Which is not to say that Abbasi didn’t do some musical research before sitting down to write the tunes found on Snake Charmer. Although he expresses admiration for the band Oregon and some of his fellow guitarist John McLaughlin’s fusion projects, he says that most attempts to marry jazz with Indian music are more superficial than successful. To make sure that didn’t happen to him, he sought out as many Indian musicians as he could find, both at home and in Asia.

“Just studying is not enough,” he says. “You really need to play in bands that are comprised of Indian musicians, whether it be Indian classical or folk music. I’ve been performing with Kiran for a couple of years now, and that’s really brought out a different shade of Indian music. Her music is based more on the folk element. Indian classical music is a musician’s music; it’s kinda like jazz, right? Her music is considered light classical music, but it’s also very folky—and that really helped me come up with different motivic information in my compositions. There are little motifs that the folk musicians use, and all that stuff is part of the culture; playing Indian music with different people, some of the same motifs come up. And it becomes really interesting in that sense; you really feel that cultural aspect.”
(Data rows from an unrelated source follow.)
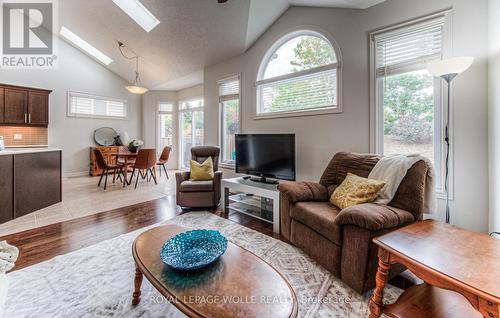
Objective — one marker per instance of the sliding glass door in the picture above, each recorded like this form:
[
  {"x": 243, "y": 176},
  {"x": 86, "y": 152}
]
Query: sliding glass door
[
  {"x": 191, "y": 128},
  {"x": 165, "y": 134}
]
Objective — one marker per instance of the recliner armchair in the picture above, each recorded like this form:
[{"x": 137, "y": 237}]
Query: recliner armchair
[
  {"x": 200, "y": 194},
  {"x": 341, "y": 240}
]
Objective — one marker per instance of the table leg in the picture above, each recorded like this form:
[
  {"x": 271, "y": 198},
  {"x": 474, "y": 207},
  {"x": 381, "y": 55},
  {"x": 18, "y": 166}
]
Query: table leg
[
  {"x": 136, "y": 296},
  {"x": 226, "y": 200},
  {"x": 125, "y": 171},
  {"x": 376, "y": 302}
]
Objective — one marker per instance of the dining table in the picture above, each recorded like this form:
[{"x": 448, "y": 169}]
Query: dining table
[{"x": 127, "y": 160}]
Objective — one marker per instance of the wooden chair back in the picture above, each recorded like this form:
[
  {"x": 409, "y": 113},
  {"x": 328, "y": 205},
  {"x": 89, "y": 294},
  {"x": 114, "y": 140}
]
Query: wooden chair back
[
  {"x": 146, "y": 158},
  {"x": 100, "y": 161},
  {"x": 165, "y": 154}
]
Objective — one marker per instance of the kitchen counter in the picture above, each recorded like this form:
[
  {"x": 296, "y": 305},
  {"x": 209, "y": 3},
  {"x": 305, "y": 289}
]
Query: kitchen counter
[{"x": 15, "y": 151}]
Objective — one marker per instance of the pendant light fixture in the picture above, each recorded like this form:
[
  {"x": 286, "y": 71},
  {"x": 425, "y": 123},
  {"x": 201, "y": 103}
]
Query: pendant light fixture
[{"x": 135, "y": 87}]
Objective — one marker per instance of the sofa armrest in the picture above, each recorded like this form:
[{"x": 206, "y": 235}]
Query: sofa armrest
[
  {"x": 374, "y": 217},
  {"x": 303, "y": 191},
  {"x": 180, "y": 177}
]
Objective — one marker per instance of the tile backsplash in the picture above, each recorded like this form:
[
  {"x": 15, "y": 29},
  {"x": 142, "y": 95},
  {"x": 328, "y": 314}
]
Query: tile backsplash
[{"x": 17, "y": 136}]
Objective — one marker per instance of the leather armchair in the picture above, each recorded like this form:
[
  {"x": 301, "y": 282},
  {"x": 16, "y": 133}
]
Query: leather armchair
[{"x": 200, "y": 194}]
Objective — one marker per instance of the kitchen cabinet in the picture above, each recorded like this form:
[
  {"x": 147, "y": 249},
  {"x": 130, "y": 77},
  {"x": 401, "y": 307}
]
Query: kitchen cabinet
[
  {"x": 30, "y": 181},
  {"x": 24, "y": 106},
  {"x": 6, "y": 188},
  {"x": 1, "y": 104},
  {"x": 15, "y": 106},
  {"x": 38, "y": 108}
]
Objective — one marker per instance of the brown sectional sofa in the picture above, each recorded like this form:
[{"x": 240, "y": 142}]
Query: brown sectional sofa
[{"x": 341, "y": 240}]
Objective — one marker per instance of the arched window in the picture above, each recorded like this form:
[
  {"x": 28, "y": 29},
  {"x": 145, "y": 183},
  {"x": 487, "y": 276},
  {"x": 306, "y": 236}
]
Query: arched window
[{"x": 300, "y": 74}]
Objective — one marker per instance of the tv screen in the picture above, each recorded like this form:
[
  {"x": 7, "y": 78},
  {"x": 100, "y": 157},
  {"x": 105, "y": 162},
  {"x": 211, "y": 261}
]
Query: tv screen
[{"x": 266, "y": 155}]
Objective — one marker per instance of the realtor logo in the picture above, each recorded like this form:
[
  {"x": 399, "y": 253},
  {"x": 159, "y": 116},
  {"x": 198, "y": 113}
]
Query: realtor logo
[{"x": 28, "y": 39}]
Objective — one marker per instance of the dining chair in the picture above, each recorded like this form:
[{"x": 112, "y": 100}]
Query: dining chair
[
  {"x": 106, "y": 167},
  {"x": 145, "y": 164},
  {"x": 165, "y": 154}
]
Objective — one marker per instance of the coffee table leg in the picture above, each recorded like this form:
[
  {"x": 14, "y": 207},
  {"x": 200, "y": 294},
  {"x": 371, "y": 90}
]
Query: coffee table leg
[
  {"x": 376, "y": 302},
  {"x": 136, "y": 296}
]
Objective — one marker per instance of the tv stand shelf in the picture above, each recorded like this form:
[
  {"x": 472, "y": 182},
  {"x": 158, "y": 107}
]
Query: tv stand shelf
[{"x": 256, "y": 199}]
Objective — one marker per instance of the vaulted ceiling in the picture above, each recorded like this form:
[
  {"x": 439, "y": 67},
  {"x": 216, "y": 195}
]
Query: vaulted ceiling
[{"x": 191, "y": 35}]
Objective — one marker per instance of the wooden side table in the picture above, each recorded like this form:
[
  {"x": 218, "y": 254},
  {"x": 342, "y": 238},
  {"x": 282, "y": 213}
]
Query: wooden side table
[{"x": 460, "y": 268}]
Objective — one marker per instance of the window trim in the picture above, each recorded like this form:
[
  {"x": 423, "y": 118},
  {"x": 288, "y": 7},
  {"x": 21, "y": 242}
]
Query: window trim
[
  {"x": 376, "y": 112},
  {"x": 157, "y": 124},
  {"x": 69, "y": 113},
  {"x": 228, "y": 164},
  {"x": 265, "y": 58},
  {"x": 179, "y": 125}
]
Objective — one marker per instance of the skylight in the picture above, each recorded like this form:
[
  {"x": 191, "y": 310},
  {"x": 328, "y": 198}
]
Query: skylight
[
  {"x": 85, "y": 46},
  {"x": 139, "y": 13}
]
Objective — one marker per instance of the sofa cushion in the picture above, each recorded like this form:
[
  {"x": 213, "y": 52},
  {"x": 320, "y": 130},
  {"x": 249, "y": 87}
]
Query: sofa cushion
[
  {"x": 319, "y": 216},
  {"x": 355, "y": 190},
  {"x": 196, "y": 186},
  {"x": 344, "y": 162}
]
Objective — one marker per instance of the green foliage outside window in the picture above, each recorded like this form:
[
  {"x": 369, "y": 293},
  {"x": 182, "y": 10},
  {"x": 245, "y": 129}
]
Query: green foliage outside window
[{"x": 409, "y": 107}]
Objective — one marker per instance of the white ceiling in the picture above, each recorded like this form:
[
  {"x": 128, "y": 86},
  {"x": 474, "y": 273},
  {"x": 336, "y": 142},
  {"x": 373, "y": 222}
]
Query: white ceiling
[{"x": 192, "y": 34}]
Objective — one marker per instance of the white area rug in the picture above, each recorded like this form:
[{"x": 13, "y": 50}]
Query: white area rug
[{"x": 97, "y": 281}]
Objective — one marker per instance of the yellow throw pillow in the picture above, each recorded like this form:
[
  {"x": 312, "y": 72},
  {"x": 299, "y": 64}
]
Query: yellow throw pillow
[
  {"x": 202, "y": 171},
  {"x": 355, "y": 190}
]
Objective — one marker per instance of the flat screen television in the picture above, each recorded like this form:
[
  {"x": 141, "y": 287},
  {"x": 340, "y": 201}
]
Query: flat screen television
[{"x": 266, "y": 156}]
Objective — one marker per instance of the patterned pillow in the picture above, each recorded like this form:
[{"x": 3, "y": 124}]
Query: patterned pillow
[
  {"x": 355, "y": 190},
  {"x": 202, "y": 171}
]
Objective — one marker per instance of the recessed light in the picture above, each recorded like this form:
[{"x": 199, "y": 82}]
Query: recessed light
[
  {"x": 85, "y": 46},
  {"x": 139, "y": 13}
]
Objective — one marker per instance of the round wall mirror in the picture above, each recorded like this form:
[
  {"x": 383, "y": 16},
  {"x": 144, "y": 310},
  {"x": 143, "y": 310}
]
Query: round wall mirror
[{"x": 105, "y": 136}]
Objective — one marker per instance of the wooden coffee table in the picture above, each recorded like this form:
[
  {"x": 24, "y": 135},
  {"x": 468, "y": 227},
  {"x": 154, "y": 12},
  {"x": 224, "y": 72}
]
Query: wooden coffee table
[
  {"x": 238, "y": 284},
  {"x": 460, "y": 268}
]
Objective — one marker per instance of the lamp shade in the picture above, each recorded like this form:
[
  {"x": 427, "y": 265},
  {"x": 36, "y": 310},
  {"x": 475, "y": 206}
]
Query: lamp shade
[
  {"x": 454, "y": 65},
  {"x": 136, "y": 89}
]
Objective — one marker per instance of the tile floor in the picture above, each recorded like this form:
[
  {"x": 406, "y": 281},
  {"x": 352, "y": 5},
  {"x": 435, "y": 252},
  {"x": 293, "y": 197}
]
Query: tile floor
[{"x": 82, "y": 197}]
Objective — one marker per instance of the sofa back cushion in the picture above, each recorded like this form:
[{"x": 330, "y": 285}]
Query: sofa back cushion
[
  {"x": 410, "y": 195},
  {"x": 344, "y": 162},
  {"x": 411, "y": 191}
]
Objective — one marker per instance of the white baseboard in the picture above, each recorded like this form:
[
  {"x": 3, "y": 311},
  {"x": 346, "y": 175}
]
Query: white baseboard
[{"x": 75, "y": 174}]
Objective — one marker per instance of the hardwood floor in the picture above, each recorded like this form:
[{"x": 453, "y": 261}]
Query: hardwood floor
[{"x": 43, "y": 243}]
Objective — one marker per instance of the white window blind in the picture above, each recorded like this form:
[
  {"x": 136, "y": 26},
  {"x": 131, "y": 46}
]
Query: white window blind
[
  {"x": 409, "y": 48},
  {"x": 188, "y": 104},
  {"x": 311, "y": 91},
  {"x": 229, "y": 89},
  {"x": 85, "y": 105},
  {"x": 165, "y": 107}
]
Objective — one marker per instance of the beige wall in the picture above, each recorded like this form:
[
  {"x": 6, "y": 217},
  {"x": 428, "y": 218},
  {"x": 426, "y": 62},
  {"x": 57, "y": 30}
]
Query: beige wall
[
  {"x": 319, "y": 137},
  {"x": 150, "y": 102},
  {"x": 190, "y": 93},
  {"x": 494, "y": 113},
  {"x": 78, "y": 72}
]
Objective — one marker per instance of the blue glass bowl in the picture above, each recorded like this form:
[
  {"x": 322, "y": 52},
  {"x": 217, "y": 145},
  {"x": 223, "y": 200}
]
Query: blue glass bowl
[{"x": 193, "y": 249}]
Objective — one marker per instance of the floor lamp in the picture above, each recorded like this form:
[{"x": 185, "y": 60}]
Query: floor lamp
[{"x": 447, "y": 70}]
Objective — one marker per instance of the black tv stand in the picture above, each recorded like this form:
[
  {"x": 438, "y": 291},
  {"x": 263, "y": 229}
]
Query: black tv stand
[{"x": 261, "y": 180}]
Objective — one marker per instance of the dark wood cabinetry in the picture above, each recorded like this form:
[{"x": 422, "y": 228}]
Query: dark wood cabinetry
[
  {"x": 37, "y": 181},
  {"x": 1, "y": 104},
  {"x": 6, "y": 188},
  {"x": 29, "y": 182},
  {"x": 15, "y": 106},
  {"x": 24, "y": 106}
]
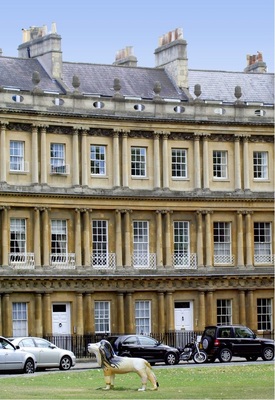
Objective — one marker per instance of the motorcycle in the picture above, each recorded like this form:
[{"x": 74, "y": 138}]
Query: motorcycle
[{"x": 191, "y": 351}]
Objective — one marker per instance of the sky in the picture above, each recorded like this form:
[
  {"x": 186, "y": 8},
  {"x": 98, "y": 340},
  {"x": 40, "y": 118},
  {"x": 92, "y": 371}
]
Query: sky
[{"x": 219, "y": 33}]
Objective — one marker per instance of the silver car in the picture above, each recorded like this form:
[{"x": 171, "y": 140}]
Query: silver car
[
  {"x": 14, "y": 359},
  {"x": 48, "y": 355}
]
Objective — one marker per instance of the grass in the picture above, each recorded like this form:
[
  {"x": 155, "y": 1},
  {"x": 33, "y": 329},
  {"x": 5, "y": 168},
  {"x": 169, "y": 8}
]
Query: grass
[{"x": 221, "y": 382}]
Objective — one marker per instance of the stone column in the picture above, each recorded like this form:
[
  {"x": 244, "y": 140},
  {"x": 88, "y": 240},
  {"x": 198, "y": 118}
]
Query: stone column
[
  {"x": 129, "y": 311},
  {"x": 36, "y": 239},
  {"x": 246, "y": 166},
  {"x": 7, "y": 315},
  {"x": 208, "y": 239},
  {"x": 125, "y": 162},
  {"x": 159, "y": 244},
  {"x": 237, "y": 155},
  {"x": 170, "y": 311},
  {"x": 85, "y": 167},
  {"x": 205, "y": 162},
  {"x": 161, "y": 315},
  {"x": 79, "y": 314},
  {"x": 120, "y": 313},
  {"x": 1, "y": 316},
  {"x": 34, "y": 165},
  {"x": 77, "y": 235},
  {"x": 5, "y": 237},
  {"x": 75, "y": 158},
  {"x": 199, "y": 240},
  {"x": 197, "y": 161},
  {"x": 248, "y": 238},
  {"x": 211, "y": 309},
  {"x": 119, "y": 262},
  {"x": 251, "y": 311},
  {"x": 47, "y": 314},
  {"x": 165, "y": 171},
  {"x": 116, "y": 160},
  {"x": 3, "y": 152},
  {"x": 86, "y": 238},
  {"x": 46, "y": 238},
  {"x": 127, "y": 228},
  {"x": 242, "y": 315},
  {"x": 38, "y": 315},
  {"x": 88, "y": 320},
  {"x": 240, "y": 252},
  {"x": 168, "y": 229},
  {"x": 44, "y": 164},
  {"x": 201, "y": 319},
  {"x": 156, "y": 161}
]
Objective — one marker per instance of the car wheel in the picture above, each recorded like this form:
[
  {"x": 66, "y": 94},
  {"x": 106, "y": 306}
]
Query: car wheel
[
  {"x": 225, "y": 355},
  {"x": 125, "y": 355},
  {"x": 29, "y": 366},
  {"x": 200, "y": 357},
  {"x": 65, "y": 363},
  {"x": 207, "y": 342},
  {"x": 252, "y": 358},
  {"x": 268, "y": 354},
  {"x": 171, "y": 359}
]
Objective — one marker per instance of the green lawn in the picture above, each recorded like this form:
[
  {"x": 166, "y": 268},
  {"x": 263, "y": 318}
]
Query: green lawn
[{"x": 221, "y": 382}]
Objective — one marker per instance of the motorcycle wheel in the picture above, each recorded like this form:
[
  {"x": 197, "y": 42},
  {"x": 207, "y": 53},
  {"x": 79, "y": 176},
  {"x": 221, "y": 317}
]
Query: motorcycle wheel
[{"x": 200, "y": 357}]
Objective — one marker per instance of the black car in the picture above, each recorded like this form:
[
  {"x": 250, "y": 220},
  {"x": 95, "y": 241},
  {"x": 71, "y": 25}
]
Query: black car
[
  {"x": 225, "y": 341},
  {"x": 144, "y": 347}
]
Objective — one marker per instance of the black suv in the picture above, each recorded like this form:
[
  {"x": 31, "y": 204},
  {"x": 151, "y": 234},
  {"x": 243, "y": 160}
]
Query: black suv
[
  {"x": 225, "y": 341},
  {"x": 144, "y": 347}
]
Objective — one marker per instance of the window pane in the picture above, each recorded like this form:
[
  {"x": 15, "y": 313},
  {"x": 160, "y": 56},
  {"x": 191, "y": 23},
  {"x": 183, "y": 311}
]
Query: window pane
[
  {"x": 138, "y": 161},
  {"x": 143, "y": 317},
  {"x": 224, "y": 312},
  {"x": 179, "y": 163},
  {"x": 16, "y": 156},
  {"x": 98, "y": 160},
  {"x": 102, "y": 316}
]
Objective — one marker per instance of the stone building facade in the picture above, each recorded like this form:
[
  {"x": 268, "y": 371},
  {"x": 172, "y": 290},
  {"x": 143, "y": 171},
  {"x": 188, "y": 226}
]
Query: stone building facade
[{"x": 134, "y": 199}]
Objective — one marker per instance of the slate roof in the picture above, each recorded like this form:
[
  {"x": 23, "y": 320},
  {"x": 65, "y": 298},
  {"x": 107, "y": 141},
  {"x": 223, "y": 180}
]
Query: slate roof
[
  {"x": 135, "y": 81},
  {"x": 220, "y": 85},
  {"x": 17, "y": 72},
  {"x": 138, "y": 81}
]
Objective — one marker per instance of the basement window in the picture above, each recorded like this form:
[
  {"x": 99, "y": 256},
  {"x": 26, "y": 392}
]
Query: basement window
[{"x": 17, "y": 98}]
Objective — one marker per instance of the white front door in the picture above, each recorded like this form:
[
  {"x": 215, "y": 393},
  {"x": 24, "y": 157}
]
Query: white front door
[
  {"x": 61, "y": 317},
  {"x": 184, "y": 315}
]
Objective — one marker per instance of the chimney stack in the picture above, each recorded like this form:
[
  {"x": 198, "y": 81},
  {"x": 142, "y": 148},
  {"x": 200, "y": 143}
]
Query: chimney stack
[
  {"x": 172, "y": 56},
  {"x": 125, "y": 57},
  {"x": 255, "y": 63},
  {"x": 37, "y": 43}
]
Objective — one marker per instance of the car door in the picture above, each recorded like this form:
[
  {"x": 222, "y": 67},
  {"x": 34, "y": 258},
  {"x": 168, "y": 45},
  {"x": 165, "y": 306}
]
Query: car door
[
  {"x": 149, "y": 349},
  {"x": 247, "y": 343},
  {"x": 9, "y": 357}
]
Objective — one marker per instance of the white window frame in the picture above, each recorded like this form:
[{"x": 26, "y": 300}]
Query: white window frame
[
  {"x": 262, "y": 242},
  {"x": 100, "y": 242},
  {"x": 179, "y": 163},
  {"x": 98, "y": 159},
  {"x": 59, "y": 239},
  {"x": 102, "y": 317},
  {"x": 264, "y": 314},
  {"x": 222, "y": 243},
  {"x": 19, "y": 319},
  {"x": 138, "y": 162},
  {"x": 224, "y": 311},
  {"x": 17, "y": 156},
  {"x": 18, "y": 230},
  {"x": 141, "y": 243},
  {"x": 143, "y": 317},
  {"x": 260, "y": 165},
  {"x": 58, "y": 158},
  {"x": 220, "y": 164}
]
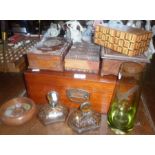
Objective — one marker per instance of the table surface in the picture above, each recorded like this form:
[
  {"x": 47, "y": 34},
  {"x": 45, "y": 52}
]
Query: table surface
[{"x": 143, "y": 126}]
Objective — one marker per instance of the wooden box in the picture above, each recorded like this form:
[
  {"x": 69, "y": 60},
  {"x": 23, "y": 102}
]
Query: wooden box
[
  {"x": 83, "y": 57},
  {"x": 80, "y": 87},
  {"x": 111, "y": 61},
  {"x": 127, "y": 40},
  {"x": 49, "y": 57}
]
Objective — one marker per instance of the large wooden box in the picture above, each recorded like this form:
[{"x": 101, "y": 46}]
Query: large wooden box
[
  {"x": 127, "y": 40},
  {"x": 47, "y": 57},
  {"x": 83, "y": 57},
  {"x": 111, "y": 61},
  {"x": 100, "y": 89}
]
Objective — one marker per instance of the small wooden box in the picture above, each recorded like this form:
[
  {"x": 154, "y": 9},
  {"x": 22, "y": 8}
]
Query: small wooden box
[
  {"x": 83, "y": 57},
  {"x": 120, "y": 38},
  {"x": 100, "y": 89},
  {"x": 111, "y": 61},
  {"x": 49, "y": 58}
]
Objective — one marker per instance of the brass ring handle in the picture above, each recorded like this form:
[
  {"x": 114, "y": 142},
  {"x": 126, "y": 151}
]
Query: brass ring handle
[{"x": 77, "y": 95}]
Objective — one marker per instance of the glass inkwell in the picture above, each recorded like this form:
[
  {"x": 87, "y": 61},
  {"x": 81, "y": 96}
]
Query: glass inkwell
[
  {"x": 54, "y": 111},
  {"x": 84, "y": 118}
]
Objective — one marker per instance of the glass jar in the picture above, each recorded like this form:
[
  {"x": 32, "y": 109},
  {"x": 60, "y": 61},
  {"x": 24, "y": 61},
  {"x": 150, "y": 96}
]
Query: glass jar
[
  {"x": 124, "y": 103},
  {"x": 54, "y": 111},
  {"x": 84, "y": 118}
]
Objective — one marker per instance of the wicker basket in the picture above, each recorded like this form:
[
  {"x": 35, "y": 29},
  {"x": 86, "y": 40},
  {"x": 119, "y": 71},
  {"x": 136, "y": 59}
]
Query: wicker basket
[{"x": 123, "y": 39}]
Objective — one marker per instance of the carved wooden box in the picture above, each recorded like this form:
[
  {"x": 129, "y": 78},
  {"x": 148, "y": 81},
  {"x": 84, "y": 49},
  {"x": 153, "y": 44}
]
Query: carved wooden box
[
  {"x": 49, "y": 55},
  {"x": 111, "y": 61},
  {"x": 127, "y": 40}
]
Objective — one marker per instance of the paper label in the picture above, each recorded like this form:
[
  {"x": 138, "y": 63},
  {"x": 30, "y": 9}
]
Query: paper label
[{"x": 80, "y": 76}]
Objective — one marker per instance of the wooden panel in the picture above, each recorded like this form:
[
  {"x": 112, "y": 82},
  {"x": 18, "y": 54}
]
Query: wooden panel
[{"x": 100, "y": 89}]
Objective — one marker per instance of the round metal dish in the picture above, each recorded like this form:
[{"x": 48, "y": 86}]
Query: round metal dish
[{"x": 17, "y": 111}]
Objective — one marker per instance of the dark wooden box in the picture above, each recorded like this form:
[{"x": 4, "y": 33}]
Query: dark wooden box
[
  {"x": 83, "y": 57},
  {"x": 111, "y": 61},
  {"x": 100, "y": 89}
]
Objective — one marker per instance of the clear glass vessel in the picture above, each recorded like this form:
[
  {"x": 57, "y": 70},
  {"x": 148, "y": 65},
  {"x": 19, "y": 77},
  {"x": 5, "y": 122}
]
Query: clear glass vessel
[
  {"x": 84, "y": 119},
  {"x": 54, "y": 111},
  {"x": 122, "y": 112}
]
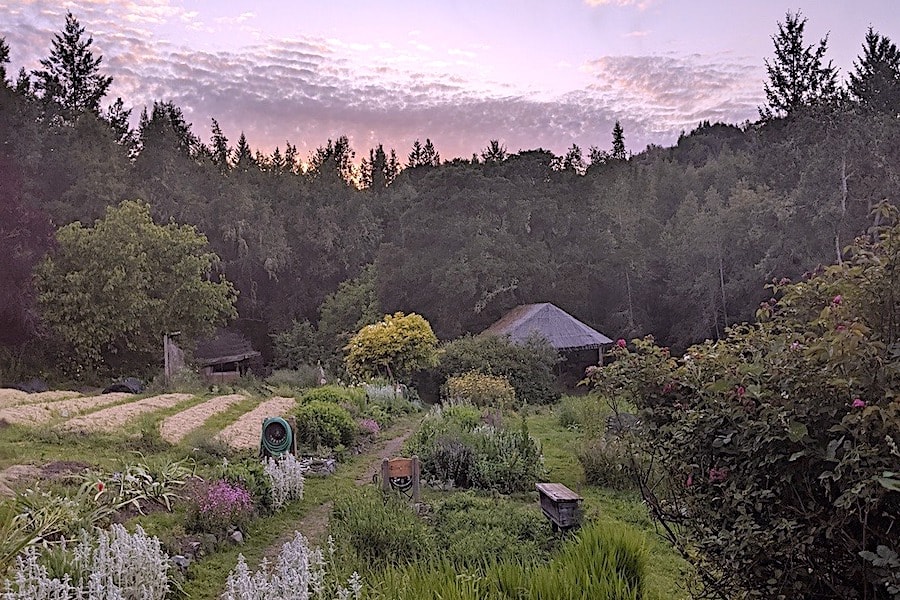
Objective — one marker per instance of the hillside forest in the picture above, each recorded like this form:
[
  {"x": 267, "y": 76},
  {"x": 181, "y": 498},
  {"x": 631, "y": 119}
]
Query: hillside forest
[{"x": 678, "y": 242}]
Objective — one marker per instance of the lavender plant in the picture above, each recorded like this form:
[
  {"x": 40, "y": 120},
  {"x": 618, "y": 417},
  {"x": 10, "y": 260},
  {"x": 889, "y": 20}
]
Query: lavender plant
[
  {"x": 300, "y": 573},
  {"x": 115, "y": 565},
  {"x": 286, "y": 475}
]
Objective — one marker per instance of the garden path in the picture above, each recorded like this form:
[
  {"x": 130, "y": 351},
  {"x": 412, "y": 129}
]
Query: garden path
[{"x": 314, "y": 523}]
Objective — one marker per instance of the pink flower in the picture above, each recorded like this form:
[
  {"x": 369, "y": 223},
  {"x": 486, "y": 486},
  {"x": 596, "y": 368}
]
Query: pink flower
[{"x": 718, "y": 474}]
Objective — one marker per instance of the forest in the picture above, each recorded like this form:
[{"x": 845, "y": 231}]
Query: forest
[{"x": 676, "y": 242}]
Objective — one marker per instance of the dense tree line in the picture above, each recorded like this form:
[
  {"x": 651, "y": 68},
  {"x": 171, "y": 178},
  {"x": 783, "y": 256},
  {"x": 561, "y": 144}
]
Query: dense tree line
[{"x": 677, "y": 242}]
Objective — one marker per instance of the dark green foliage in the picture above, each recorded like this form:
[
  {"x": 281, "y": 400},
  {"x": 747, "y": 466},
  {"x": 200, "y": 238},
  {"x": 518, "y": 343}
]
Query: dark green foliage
[
  {"x": 380, "y": 531},
  {"x": 472, "y": 531},
  {"x": 528, "y": 367},
  {"x": 325, "y": 424},
  {"x": 602, "y": 562},
  {"x": 455, "y": 451},
  {"x": 779, "y": 442},
  {"x": 71, "y": 77}
]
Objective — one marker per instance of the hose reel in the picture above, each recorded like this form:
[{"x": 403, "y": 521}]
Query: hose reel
[{"x": 277, "y": 437}]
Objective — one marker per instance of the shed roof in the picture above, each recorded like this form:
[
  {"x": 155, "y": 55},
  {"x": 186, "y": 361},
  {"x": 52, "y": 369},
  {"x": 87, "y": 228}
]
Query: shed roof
[
  {"x": 223, "y": 347},
  {"x": 562, "y": 330}
]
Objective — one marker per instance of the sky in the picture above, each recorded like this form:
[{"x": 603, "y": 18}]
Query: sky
[{"x": 530, "y": 73}]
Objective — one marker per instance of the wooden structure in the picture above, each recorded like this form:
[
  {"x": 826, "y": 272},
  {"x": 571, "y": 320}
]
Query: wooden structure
[
  {"x": 402, "y": 475},
  {"x": 560, "y": 504},
  {"x": 563, "y": 331},
  {"x": 224, "y": 356}
]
So far, Abbasi has won nothing but praise for his cultural explorations, especially in his wife’s hometown. “People are hungry for a multicultural experience up here,” he notes. “I think it’s a little different in America; it’s more of an uphill battle to bring people to this music. Still, I just think it’s important to do something other than the traditional jazz that we hear all the time. I mean, we come from there; we love that music and we still play it all the time. But if you’re going to make a statement of your own, you have to dig deeper.”